12.   Correlation Does Not Imply Causation: This is the last lesson of this paper where author brings up an interesting topic of correlation and causation. In machine learning whatever the system correlates need not be a true causal. Suppose in the retail data from a super market, if we have beer and diapers brought together then perhaps putting beer and diapers section together will increase the sales. This example can be a Machine learning observation however, but it’s hard to accept it. Some learning algorithms can potentially extract causal information from observational data, but their applicability is restricted. Machine Learning researchers should be aware of their action in predicting the causal not just the correlation between the variables.

Author concludes paper by providing various resources which will help in developing skills in Machine learning

Paper Review: The Discipline of Machine Learning - Author: Tom M. Mitchell


This is a best paper to start understanding Machine Learning. In this paper author explains about Machine learning, its current progress, future long-term research and real world applications. After reading this paper one can understand the basics of Machine Learning and its application in various areas. Machine Learning is about how systems automatically learns algorithms to improves its performance (P ) at task (T) with its experience of (E).  The learning task might of various types like data mining, data base updating, programming by example etc. The Machine Learning couples the fields of Computer Science and Statistics, computer science focuses on programming whereas statistics helps in getting best inference from the data.

Currently Machine learning being used for Speech recognition, Medical and Biological sciences, Robot control, Bio-surveillance, Image identification and classification etc. While talking about medical data (structured data), Machine Learning can be used to predict outcome of patient with particular treatment. Speech recognition and face recognition technologies are widely used in mobile, computer applications and in social media (Facebook face tagging), this can help greatly in surveillance systems as well. Machine learning is adopted in US Post Office to automatically sort the letters containing hand written address. Machine Learning is being used to learn the models of gene expression to the astronomical data.

Machine Learning methods play key role in computer science, as it makes us think beyond normal programming.
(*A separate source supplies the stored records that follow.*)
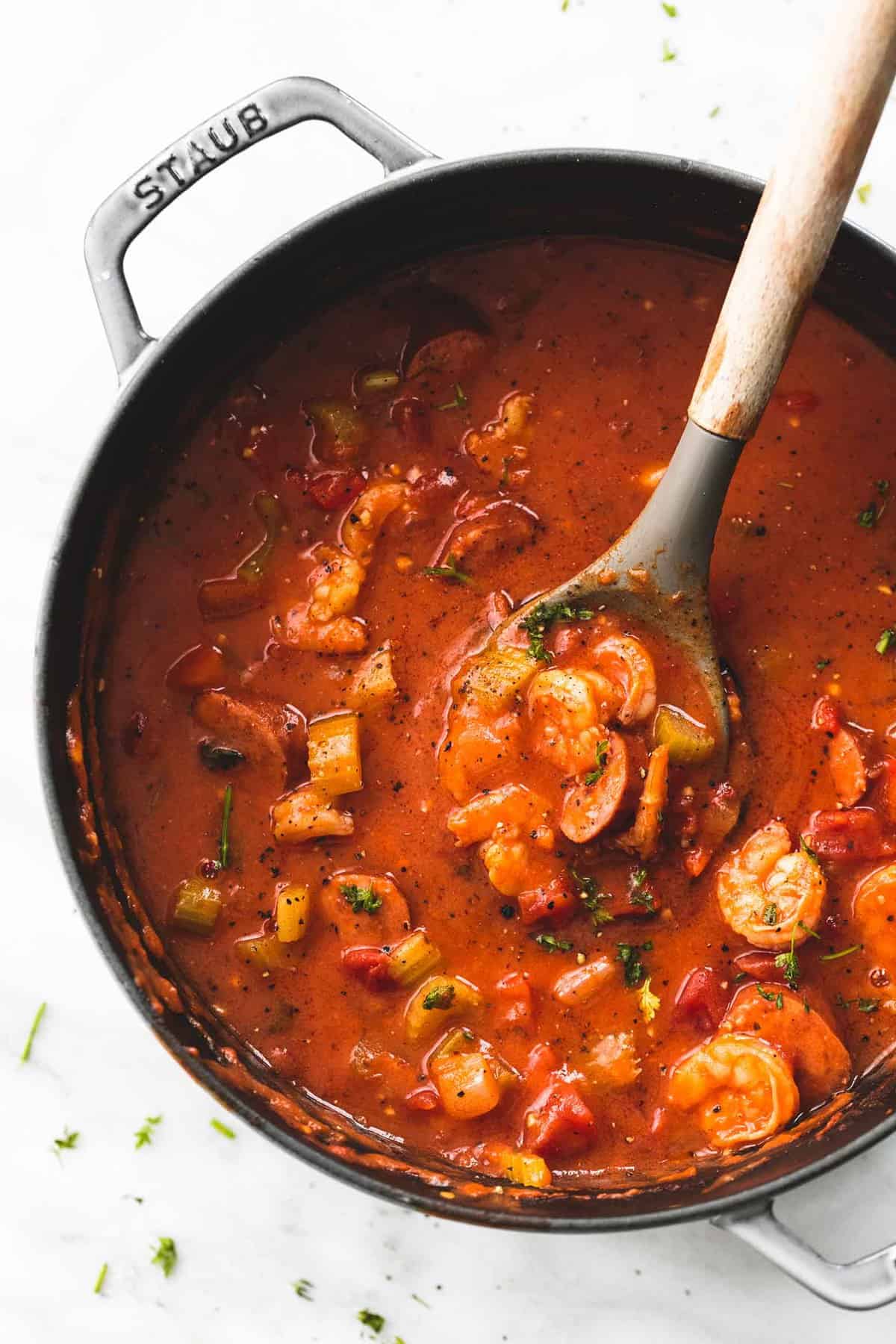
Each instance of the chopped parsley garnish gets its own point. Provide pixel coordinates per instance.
(553, 944)
(591, 898)
(541, 617)
(601, 753)
(450, 570)
(808, 850)
(146, 1132)
(373, 1320)
(440, 998)
(166, 1254)
(633, 967)
(847, 952)
(638, 892)
(458, 403)
(26, 1053)
(223, 850)
(648, 1001)
(361, 898)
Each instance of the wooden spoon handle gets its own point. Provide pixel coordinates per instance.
(798, 217)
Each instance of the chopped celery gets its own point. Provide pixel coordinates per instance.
(335, 754)
(293, 910)
(689, 742)
(437, 1001)
(196, 906)
(413, 959)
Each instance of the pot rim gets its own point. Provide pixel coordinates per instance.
(527, 1216)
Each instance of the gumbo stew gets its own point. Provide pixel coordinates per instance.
(509, 907)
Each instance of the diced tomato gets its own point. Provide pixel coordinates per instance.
(761, 965)
(541, 1063)
(797, 402)
(853, 835)
(422, 1098)
(559, 1124)
(554, 903)
(514, 994)
(335, 490)
(887, 789)
(413, 420)
(370, 965)
(827, 715)
(702, 998)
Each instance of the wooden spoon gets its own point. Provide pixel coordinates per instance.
(657, 571)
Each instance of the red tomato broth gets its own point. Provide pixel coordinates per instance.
(608, 339)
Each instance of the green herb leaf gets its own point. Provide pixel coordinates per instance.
(450, 570)
(591, 898)
(553, 944)
(458, 403)
(847, 952)
(146, 1132)
(601, 753)
(373, 1320)
(440, 998)
(26, 1053)
(223, 850)
(541, 620)
(361, 898)
(166, 1254)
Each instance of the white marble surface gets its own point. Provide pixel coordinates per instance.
(92, 90)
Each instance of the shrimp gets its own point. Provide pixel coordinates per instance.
(335, 584)
(628, 663)
(590, 806)
(768, 894)
(644, 835)
(741, 1089)
(364, 519)
(567, 712)
(875, 913)
(304, 815)
(817, 1057)
(505, 438)
(511, 806)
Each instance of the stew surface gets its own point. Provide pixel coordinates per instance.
(511, 907)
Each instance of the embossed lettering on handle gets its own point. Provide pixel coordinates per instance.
(153, 187)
There will be a shift in thinking from “how to program computers” to “how they program themselves”, this way it will help in self-diagnose and self-repair. Current challenges in Machine Learning are how to reduce the supervised learning with the help of unlabeled data, can machine get best training data by itself and how can we make system to understand the relationship between different algorithms. Another challenge would be of maintaining data privacy; while we can train a medical diagnosis system on data from all hospitals in the world it should also maintain the privacy of each subject. On the other hand there are researches on machine learning which are of long run like how would we build a never ending learner.  Theories and algorithms using Machine Learning are used to understand the human learning.

Author concludes the paper discussing on ethical issues which may arise from the Machine learning technology. The Machine Learning will be useful in clinical research and medical fields but question arises how would we protect data privacy of an individual in such studies? Similarly one should have enough understanding to maintain privacy of data collected from law enforcement or for marketing purpose.